Hence, Option (c) is incorrect.
Option (d)
Given \[f(x) = {\log _2}\left( {x + \sqrt {{x^2} + 1} } \right)\] ------(4)
Replace \[x\] by \[ - x\] in equation (4), we get
 \[f( - x) = {\log _2}\left( { - x + \sqrt {{x^2} + 1} } \right) = {\log _2}\left( {\left( { - x + \sqrt {{x^2} + 1} } \right) \times \dfrac{{x + \sqrt {{x^2} + 1} }}{{x + \sqrt {{x^2} + 1} }}} \right) = - \log \left( {x + \sqrt {{x^2} + 1} } \right) = - f(x)\]
therefore \[f(x) = {\log _2}\left( {x + \sqrt {{x^2} + 1} } \right)\] is not an even function.
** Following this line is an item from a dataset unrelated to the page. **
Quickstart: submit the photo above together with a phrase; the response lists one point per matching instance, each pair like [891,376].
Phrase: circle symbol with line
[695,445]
Hence, Option (d) is incorrect.
So, the correct answer is “Option d”.

Note: If a given function \[f(x)\] satisfied \[f( - x) = - f(x)\] for all \[x\] in the domain of f, then we say that \[f(x)\] is an odd function, otherwise we say that \[f(x)\] is not an odd function. To check that we have to replace \[x\] by \[ - x\] in the given function \[f(x)\] . Then check if \[f( - x) = - f(x)\] is satisfied or not, if it is satisfied then we say that \[f(x)\] is an odd function.